Clinical characteristics of the offspring of parents with bipolar disorder and the offspring of control parents.

  OPBD (n=51)  OCP (n=56)  Total (n=107) 
Major depressive disorder  15 (29.4)  7 (12.5)  22 (20.6) 
Bipolar disorder  2 (3.9)  2 (1.9) 
Bipolar spectrum disorder  8 (15.7)  3 (5.4)  11 (10.3) 
Social anxiety disorder  14 (27.5)  13 (23.2)  27 (25.2) 
Social phobia  12 (23.5)  9 (16.1)  21 (19.6) 
Generalised anxiety disorder  6 (11.8)  7 (12.5)  13 (12.1) 
ADHD  11 (21.6)  16 (28.6)  27 (25.2) 
Oppositional defiant disorder  10 (19.6)  9 (16.1)  19 (17.8) 
Antisocial personality disorder  2 (3.9)  3 (5.4)  5 (4.7) 
Tobacco dependence  3 (5.9)  1 (1.8)  4 (3.7) 
Alcohol dependence  1 (2.0)  1 (0.9) 
Substance abuse/dependence  1 (2.0)  1 (0.9) 

ADHD: attention deficit hyperactivity disorder; OCP: offspring of control parents; OPBD: offspring of parents with bipolar disorder.

Values are expressed as n (%).

When the results were adjusted for the variables depression and ADHD, there were no results with significant effect sizes.

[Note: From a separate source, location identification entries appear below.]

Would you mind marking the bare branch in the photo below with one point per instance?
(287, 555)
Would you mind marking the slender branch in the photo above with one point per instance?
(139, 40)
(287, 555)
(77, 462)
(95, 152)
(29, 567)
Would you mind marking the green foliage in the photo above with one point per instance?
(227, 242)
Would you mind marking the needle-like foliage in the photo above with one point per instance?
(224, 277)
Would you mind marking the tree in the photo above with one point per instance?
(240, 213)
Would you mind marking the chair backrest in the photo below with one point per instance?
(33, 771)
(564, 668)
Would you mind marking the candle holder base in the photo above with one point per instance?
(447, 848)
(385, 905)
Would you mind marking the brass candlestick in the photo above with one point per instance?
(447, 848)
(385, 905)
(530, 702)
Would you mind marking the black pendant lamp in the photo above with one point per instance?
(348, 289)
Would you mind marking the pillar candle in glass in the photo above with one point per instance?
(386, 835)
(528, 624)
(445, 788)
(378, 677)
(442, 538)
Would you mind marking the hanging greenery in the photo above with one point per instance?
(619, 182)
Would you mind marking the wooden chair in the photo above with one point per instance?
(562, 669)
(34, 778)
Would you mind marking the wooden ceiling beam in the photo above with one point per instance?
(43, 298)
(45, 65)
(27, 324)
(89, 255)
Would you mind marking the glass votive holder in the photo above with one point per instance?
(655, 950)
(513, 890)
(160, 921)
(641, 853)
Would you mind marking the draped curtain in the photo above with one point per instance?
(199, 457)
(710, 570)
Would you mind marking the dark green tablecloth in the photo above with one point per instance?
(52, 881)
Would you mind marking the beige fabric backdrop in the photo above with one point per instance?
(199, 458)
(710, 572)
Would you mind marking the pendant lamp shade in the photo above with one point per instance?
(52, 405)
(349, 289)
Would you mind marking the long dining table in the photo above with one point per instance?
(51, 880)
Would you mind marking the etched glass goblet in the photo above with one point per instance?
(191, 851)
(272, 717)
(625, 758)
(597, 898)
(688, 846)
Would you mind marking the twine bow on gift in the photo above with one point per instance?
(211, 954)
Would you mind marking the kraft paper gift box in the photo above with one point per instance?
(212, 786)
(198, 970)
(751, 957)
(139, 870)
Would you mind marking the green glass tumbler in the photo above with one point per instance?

Phonological verbal fluency-letter F, phonological verbal fluency-letter S (direct score), total F–A–S phonological fluency, recall and retrieval of a story and Wisconsin perseverative errors showed a difference with low effect size, but with a high degree of uncertainty (Table 3).

Table 3.

Cognitive performance of offspring of parents with bipolar disorder and offspring of control parents.

  OPBD (n=51)  OCP (n=56)  SMD  p  S  SMDa 
Intellectual ability  87.0 [81.0–98.0]  88.0 [81.0–101]  –0.043  0.822  0.283  0.016 
Attention
Trail Making Test Part Ab  54.0 [44.3–69.0]  56.0 [38.8–70.5]  –0.004  0.823  0.282   
STROOP word  76.0 [64.0–85.0]  75.0 [63.5–95.0]  –0.228  0.244  2.033  0.228 
STROOP colour  50.0 [42.0–59.0]  49.0 [37.5–56.5]  0.157  0.422  1.243  0.163 
Auditory performanceb  15.0 [14.0–16.0]  15.0 [13.8–16.0]  –0.042  0.663  0.594   
Visual performance timeb  38.0 [28.0–51.5]  41.0 [32.0–56.0]  0.086  0.431  1.214   
Auditory attention (ENI)b  20.0 [16.5–23.5]  20.0 [18.0–21.0]  0.024  0.804  0.315   
Visual performance correct answersb  16.0 [15.0–16.0]  16.0 [15.8–16.0]  0.087  0.371  1.427   
Executive function
Trail Making Test part Bb  113 [89.0–146]  100 [79.3–130]  –0.144  0.137  2.859   
Phonological fluency F  6.00 [4.00–9.00]  7.00 [5.00–9.00]  –0.296  0.126  2.988  –0.043 
Phonological fluency A  7.00 [5.00–10.0]  7.00 [5.00–9.25]  –0.001  0.996  0.005  –0.082 
Phonological fluency S  6.00 [4.00–8.00]  6.00 [4.00–9.00]  –0.225  0.243  2.038  –0.334 
Phonological fluency F-A-S  20.5 [13.0–26.0]  20.0 [16.8–27.3]  –0.167  0.389  1.362  –0.294 
Semantic fluency  27.0 [23.0–31.0]  27.5 [23.8–32.0]  0.0371  0.703  0.508   
STROOP conflict  28.0 [24.0–36.0]  29.0 [21.0–33.0]  0.116  0.551  0.858  0.077 
Wisconsin errorsb  21.5 [17.0–28.0]  19.0 [15.3–24.0]  0.182  0.398  1.328  0.199 
Wisconsin perseverative errors  9.00 [3.75–13.0]  8.00 [4.00–11.0]  0.190  0.378  1.405  0.232 
Wisconsin categoriesb  2.00 [1.00–3.00]  2.00 [1.00–3.00]  –0.022  0.824  0.279   
Gnosis
Rey figure copyb  32.0 [25.6–35.0]  32.0 [27.5–34.3]  0.009  0.924  0.114   
Rey figure time copy  171 [138–195]  164 [143–208]  –0.087  0.991  0.012  0.039 
Memory
Story recall  8.00 [6.00–10.0]  8.00 [7.00–10.0]  –0.303  0.119  3.062  –0.305 
Story retrieval  7.00 [6.00–9.00]  8.00 [6.50–9.50]  –0.281  0.148  2.754  –0.273 
Rey figure evocationb  11.3 [6.63–21.4]  13.5 [7.88–17.6]  0.027  0.783  0.353   
Rey figure evocation time  103 [76.0–123]  94.0 [70.0–120]  –0.082  0.401  1.320   

OCP: offspring of control parents; OPBD: offspring of parents with bipolar disorder; SMD: standardised mean difference.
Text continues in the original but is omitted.